Meski telah banyak pasien silih berganti menyewa penginapan di rumahnya, Tatang punya satu kenangan mengesankan yang masih ia ingat hingga sekarang. Kenangan itu terjadi saat Tatang menerima pasien asal Kalimantan yang akhirnya memunculkan gelak tawa saat mereka tinggal bareng dalam satu rumah.
Dengan perasaan menggebu-gebu, Tatang menceritakan kembali pengalaman itu. Pada suatu hari, di tahun yang sudah tidak ia ingat lagi, istri Tatang saat berinisiatif memasak untuk keperluan makan pasien asal Kalimantan dan keluarganya yang telah menyewa kamar penginapan.
Ternyata, keluarga pasien asal Kalimantan ini menawarkan diri ikut memasak di rumahnya Tatang. Kesepakatan pun akhirnya diputuskan dengan cara istrinya memasak masakan khas Sunda, sementara keluarga pasien itu memasak masakan dari kampung halamannya.
Yang Tatang tak pernah duga, masakan yang dibuat keluarga pasien asal Kalimantan itu ternyata begitu lezat. Padahal seingatnya, menu yang dihidangkan hanya bermodal mentimun yang dimasak dengan kuah santan plus dengan bumbu-bumbu yang telah disiapkan.
"Akhirnya jadi tuker pasakan. Istri saya masak masakan Sunda, itu masakan Kalimantan. Memang awalnya aneh, masakannya ternyata gini kalau dari Kalimantan. Itu yang saya ingat, sampai kumpul bareng. Terus kita botram (makan bareng) di sini," ucap Tatang mengingat kembali masa-masa tersebut.
Pengalaman lainnya yang Tatang dapatkan yaitu ketika mengajak sejumlah pasien jalan-jalan berkeliling Kota Bandung. Opsi ini biasanya ia tawarkan jika pasien dan keluarganya yang menginap di rumah Tatang sudah merasa bosan dan ingin mencari udara segar.

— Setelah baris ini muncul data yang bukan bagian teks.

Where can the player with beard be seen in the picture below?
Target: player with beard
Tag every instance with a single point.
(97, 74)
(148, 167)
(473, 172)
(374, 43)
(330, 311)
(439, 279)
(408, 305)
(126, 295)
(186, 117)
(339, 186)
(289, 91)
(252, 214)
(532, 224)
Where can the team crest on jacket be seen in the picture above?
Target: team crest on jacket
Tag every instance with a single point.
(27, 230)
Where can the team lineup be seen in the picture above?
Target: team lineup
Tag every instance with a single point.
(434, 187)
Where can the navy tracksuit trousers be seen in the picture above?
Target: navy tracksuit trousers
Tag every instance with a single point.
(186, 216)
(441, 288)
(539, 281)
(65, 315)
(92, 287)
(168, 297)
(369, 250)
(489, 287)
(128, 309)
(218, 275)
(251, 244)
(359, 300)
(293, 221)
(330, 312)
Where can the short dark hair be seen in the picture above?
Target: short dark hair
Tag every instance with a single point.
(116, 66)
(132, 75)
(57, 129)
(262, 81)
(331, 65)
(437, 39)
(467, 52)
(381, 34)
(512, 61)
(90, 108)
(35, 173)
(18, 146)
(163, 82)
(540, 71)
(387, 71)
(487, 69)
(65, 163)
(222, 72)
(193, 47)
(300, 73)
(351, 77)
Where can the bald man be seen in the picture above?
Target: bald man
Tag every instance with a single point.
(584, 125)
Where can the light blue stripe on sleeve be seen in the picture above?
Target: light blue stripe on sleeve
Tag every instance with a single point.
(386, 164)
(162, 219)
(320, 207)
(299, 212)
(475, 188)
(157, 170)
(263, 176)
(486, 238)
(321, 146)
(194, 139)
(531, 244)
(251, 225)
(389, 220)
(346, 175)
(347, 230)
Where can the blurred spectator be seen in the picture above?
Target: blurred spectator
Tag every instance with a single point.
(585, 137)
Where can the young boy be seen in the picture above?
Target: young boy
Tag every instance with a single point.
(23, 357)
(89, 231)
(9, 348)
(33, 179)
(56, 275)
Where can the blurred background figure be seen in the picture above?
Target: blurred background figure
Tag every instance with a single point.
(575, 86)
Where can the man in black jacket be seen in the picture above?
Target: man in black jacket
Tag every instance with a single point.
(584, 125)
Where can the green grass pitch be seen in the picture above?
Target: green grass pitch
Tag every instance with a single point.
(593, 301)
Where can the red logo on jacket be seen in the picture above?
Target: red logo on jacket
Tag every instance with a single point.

Pada era Bandung di pertengahan medio 2010-an, Tatang biasanya mengajak mereka berkeliling dengan berjalan kaki. Dari Gang RS Mata, pasien dan keluarga yang menginap di rumahnya kemudian dibawa untuk menikmati suasana mulai dari Jalan Braga, Jalan Asia Afrika, hingga ke Gedung Sate.
"Pertama kali yang diajak keliling itu orang Jambi. Terus ada orang Kalimantan, sama pasien lain. Dulu sebelum ada (bus) Bandros, itu jalan kaki dari sini ke Braga, ke Asia Afrika. Jadi mereka emang pengen diajak jalan-jalan, bosen katanya tiap hari di rumah," ungkapnya.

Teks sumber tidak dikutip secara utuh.